El único pensamiento original del hombre nicaragüense es el pensamiento mítico, lo cual puede explicar la pródiga cosecha de la imaginación entre nosotros. Con ello quiere decirse que sólo hemos expresado nuestra idea del universo a través de la imagen, y que allí la realidad no se concibe sin las formas simbólicas. Por eso la filosofía propia de Nicaragua es la poesía, si vale sustituir una por otra.

Pero no vale sustituir una por otra. El mismo Zepeda-Henríquez lo confirma cuando señala:

La paradójica verdad de los mitos responde a la verdad universal de la fe mítica, que entre nosotros tiene la categoría de una vivencia totalizadora. Por eso nadie puede negar que la conciencia mágica sea el lado en penumbra de la conciencia. Y ahí se entienda que el nicaragüense no sepa de sí mismo sino lo que aparenta.

El “sentido mágico” que forma parte de la conciencia y del estilo de cognición al que hace referencia Zepeda-Henríquez, se asemeja, en las palabras de Emilio Álvarez Montalván, a “una esquizofrenia descrita por García Márquez, algo así como una doble vida simultánea, donde la realidad parece y es tratada como si fuera mera fantasía y al mismo tiempo, tomamos esa fantasía, como si fuese realidad”.    

Casi siempre, optamos por continuar habitando “el lado en penumbra de la conciencia”, dice Zepeda-Henríquez, sabiendo de nuestra realidad sólo lo que nuestra “conciencia mágica” y fantasiosa es capaz de revelar “en formas simbólicas” que tendrían que ser decodificadas por la razón. Por eso para muchos resulta tan fácil convencerse de que vivimos “la segunda fase de la Revolución Sandinista de los 1980s;” o que “Nicaragua está hecha de vigor y de gloria;” o que el poder de la Virgen de Cuapa nos salvará.

Poner fin a este estado de cosas y salir del lado oscuro de nuestra conciencia implica crear un espacio de pensamiento y acción entre los polos del pragmatismo y la heroicidad. Más aún, crear este espacio significa crear la posibilidad de pensar y practicar la política como la modificación mental y práctica del marco de limitaciones históricas que definen los límites de lo posible. Este es el espacio de la acción reflexiva; es decir, de la acción orientada por un pensamiento analítico que, sin negar el valor de la intuición y la inteligencia emocional, se nutre de la realidad para transformarla y acercarla a un horizonte de metas compartidas.
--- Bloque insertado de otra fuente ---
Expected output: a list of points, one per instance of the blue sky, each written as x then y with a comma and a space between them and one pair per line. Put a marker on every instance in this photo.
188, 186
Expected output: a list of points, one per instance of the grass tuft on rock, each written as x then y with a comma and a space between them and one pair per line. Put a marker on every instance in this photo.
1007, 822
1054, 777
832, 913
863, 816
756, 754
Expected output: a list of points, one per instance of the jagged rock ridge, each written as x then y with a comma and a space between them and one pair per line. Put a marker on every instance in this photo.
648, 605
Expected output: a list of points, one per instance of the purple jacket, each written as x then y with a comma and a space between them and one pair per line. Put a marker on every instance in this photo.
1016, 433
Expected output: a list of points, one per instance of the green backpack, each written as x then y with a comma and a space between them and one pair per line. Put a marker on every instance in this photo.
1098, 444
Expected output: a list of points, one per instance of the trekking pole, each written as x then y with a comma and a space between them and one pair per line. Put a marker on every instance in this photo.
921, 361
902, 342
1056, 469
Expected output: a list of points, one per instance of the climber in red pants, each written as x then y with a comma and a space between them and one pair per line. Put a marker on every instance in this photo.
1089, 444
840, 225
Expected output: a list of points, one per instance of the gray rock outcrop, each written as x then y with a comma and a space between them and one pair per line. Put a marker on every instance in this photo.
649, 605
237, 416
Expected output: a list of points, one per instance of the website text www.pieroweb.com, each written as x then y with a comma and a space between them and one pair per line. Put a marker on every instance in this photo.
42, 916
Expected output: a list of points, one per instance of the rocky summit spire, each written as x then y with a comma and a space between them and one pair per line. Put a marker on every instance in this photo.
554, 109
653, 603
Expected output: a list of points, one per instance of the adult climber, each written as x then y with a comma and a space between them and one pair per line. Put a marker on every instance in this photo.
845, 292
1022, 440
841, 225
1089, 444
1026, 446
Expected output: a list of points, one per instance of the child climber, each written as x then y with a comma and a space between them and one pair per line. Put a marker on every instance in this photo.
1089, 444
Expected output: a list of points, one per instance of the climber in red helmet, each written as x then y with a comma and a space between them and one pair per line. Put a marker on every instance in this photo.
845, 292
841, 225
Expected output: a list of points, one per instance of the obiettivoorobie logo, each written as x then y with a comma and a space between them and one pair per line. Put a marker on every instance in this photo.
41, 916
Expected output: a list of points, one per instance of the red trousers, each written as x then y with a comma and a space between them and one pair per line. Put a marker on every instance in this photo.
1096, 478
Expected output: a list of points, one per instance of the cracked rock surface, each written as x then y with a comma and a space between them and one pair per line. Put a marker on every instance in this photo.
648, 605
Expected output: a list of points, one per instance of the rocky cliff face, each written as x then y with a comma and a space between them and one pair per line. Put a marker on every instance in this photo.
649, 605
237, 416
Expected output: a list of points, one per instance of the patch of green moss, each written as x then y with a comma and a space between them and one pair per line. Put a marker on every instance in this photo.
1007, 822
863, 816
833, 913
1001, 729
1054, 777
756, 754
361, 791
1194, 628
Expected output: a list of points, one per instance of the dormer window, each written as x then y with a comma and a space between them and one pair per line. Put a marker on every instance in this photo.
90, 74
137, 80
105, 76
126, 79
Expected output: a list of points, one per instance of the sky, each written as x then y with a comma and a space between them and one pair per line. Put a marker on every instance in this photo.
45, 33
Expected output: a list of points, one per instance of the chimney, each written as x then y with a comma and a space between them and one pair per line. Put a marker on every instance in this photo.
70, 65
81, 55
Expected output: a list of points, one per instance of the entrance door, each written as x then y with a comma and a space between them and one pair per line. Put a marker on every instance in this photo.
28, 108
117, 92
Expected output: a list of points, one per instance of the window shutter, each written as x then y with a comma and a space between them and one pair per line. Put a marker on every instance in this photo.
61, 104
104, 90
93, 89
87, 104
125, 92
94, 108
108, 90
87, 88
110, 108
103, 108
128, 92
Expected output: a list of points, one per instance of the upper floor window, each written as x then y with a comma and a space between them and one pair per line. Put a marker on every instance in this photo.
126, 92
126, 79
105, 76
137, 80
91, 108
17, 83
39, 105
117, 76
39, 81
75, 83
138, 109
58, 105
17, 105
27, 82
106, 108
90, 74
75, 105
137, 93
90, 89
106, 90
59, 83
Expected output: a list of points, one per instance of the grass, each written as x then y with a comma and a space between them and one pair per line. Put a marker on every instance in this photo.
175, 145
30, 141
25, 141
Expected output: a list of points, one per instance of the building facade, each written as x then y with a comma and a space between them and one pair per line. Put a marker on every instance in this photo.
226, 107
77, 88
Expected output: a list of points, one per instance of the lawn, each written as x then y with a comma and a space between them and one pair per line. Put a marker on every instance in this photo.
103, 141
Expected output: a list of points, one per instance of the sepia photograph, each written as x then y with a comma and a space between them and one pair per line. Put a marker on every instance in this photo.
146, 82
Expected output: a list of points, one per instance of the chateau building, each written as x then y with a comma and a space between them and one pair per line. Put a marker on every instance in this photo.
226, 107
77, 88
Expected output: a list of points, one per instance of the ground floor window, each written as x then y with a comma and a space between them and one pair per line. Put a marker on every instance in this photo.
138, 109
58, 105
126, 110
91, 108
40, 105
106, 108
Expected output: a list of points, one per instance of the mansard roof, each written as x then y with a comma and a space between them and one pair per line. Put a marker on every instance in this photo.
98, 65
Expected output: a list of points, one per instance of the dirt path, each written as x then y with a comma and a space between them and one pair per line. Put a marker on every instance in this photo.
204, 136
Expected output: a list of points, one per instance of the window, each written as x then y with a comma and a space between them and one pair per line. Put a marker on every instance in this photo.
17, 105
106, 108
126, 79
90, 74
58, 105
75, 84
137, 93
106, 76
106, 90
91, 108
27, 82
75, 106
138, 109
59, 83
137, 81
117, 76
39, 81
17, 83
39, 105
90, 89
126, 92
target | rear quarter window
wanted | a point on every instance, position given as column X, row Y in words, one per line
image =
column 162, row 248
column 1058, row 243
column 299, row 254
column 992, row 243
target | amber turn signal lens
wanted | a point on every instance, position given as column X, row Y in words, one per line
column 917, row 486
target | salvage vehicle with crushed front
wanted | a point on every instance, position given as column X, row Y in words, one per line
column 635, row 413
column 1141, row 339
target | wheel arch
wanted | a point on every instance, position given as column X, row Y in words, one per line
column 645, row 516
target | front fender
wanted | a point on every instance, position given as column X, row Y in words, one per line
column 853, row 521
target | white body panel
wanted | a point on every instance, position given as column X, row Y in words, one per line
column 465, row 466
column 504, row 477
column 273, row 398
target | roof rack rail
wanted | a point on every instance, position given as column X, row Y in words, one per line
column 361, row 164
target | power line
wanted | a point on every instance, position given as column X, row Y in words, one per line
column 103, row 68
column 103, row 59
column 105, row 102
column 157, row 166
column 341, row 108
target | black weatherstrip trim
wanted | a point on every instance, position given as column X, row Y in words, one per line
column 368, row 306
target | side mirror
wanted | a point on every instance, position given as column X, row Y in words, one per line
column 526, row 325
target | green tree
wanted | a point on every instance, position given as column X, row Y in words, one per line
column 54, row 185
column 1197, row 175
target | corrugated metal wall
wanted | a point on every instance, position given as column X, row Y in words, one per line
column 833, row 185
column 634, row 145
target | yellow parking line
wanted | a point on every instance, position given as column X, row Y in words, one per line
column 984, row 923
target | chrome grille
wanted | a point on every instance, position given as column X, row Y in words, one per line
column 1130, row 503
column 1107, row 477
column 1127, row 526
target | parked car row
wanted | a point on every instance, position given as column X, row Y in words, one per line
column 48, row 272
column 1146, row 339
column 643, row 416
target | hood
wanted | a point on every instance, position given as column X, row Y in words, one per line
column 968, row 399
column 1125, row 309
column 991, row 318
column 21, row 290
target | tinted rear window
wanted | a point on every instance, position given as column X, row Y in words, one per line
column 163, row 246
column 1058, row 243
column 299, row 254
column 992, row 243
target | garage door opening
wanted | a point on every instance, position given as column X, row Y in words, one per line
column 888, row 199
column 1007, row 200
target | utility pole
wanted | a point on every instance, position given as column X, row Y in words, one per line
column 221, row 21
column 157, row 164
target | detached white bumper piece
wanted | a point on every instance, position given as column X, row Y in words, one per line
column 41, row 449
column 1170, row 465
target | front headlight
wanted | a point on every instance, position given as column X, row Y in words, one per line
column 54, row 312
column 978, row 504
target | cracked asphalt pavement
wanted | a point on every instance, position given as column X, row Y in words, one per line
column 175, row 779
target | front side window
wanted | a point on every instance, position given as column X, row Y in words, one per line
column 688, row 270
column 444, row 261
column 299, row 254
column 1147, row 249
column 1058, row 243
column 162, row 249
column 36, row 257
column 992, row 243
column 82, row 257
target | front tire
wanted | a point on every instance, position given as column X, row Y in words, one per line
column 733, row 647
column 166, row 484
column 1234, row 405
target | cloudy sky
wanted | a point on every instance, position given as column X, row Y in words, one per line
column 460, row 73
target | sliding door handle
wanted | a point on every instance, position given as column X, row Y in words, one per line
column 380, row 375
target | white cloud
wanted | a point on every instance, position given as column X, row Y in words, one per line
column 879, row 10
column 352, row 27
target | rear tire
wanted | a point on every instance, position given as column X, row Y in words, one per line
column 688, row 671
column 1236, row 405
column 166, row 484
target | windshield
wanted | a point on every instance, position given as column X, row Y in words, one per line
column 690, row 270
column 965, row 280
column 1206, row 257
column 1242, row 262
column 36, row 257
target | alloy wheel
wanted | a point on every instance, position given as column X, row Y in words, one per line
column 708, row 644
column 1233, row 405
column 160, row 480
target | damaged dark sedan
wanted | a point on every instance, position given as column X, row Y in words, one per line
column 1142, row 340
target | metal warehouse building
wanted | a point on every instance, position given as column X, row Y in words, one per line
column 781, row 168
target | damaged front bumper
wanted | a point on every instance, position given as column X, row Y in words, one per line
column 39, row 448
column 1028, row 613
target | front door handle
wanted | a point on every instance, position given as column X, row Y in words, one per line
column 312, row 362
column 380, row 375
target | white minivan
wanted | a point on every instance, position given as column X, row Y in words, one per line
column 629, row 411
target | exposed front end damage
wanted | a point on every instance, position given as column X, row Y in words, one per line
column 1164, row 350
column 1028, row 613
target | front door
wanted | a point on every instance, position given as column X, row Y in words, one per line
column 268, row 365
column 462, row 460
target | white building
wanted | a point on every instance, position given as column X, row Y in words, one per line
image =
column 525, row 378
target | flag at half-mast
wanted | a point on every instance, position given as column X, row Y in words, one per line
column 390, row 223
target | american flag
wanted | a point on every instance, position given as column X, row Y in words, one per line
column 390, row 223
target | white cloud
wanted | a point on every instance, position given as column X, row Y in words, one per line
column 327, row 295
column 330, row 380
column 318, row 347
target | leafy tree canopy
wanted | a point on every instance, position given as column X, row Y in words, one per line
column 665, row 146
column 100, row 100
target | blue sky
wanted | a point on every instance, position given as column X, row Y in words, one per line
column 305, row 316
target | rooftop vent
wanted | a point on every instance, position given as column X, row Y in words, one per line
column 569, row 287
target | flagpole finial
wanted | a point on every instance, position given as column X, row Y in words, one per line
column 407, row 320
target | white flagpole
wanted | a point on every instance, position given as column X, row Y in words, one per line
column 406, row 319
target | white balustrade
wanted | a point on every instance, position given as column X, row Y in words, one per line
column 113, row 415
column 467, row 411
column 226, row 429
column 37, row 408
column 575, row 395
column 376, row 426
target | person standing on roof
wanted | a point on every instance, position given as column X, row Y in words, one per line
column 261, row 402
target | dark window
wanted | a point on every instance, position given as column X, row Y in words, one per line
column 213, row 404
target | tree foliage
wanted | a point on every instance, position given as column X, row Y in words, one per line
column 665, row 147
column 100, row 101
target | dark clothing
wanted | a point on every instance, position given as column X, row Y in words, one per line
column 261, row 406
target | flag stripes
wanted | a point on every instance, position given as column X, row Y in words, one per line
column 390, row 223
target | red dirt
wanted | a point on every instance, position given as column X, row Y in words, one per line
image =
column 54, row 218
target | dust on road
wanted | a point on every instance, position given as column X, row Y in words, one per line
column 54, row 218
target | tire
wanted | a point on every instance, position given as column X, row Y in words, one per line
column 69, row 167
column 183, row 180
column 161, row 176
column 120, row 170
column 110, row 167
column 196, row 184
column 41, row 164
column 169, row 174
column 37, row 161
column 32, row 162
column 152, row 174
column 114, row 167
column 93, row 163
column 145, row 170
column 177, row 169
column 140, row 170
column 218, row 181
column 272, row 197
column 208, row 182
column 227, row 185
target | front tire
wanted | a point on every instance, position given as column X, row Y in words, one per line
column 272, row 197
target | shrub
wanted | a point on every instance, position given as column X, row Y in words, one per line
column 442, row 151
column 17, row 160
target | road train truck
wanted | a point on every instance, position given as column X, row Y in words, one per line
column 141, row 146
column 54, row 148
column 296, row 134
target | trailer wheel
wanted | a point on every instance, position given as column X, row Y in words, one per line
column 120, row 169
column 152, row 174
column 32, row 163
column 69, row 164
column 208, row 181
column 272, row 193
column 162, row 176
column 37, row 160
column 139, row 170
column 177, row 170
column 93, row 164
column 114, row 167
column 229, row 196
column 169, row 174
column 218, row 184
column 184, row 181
Este es el espacio en el que la juventud postsandinista debe librar su batalla para poner fin al padre-Dios-providencial; a su vástago, el pragmatismo resignado; y al espíritu voluntarista y heroico del que se han nutrido los fracasados movimientos reformistas y revolucionarios en la historia de nuestro país.

Palabras a una amiga poeta

“La función de los poetas es hacer poesía”, escribió Gioconda Belli en su respuesta a mi crítica al discurso heroico y al tipo de poesía que lo alimenta en Nicaragua. Yo le respondo: “Nulla estetica sine etica” (No hay estética sin ética). Ser poeta no significa poseer una licencia para decir cualquier cosa, por muy bella que suene. El poeta y el escritor, decía Pablo Antonio Cuadra, están obligados a usar la palabra con autenticidad: “Dar con la palabra en el poema, en el escrito, es dar en su más honda verdad con el hombre, con su destino, con su evolución, con sus derechos, con su justicia, con su libertad”.

Nuestros poetas y escritoras no son los únicos responsables del predominio en nuestro país del discurso mítico y “maravilloso” del que se nutre nuestro voluntarismo heroico. Todos –los políticos, los medios de comunicación, las universidades, y los que trabajamos en las ciencias humanas–, estamos llamados a construir un discurso político moderno en Nicaragua.

De todas formas, nuestros poetas y nuestras escritoras deberían reflexionar sobre su cuota de responsabilidad en este problema político-cultural. Ellas pueden, como lo hace Eunice Shade, ayudar a desarrollar una visión crítica de los mitos, para que nuestro pueblo pueda decirle a los políticos que nos ofrecen “Nuevas Eras”, o la continuación de la fábula de “los amaneceres que dejaron de ser una tentación”: “El atol con el dedo no me llena”.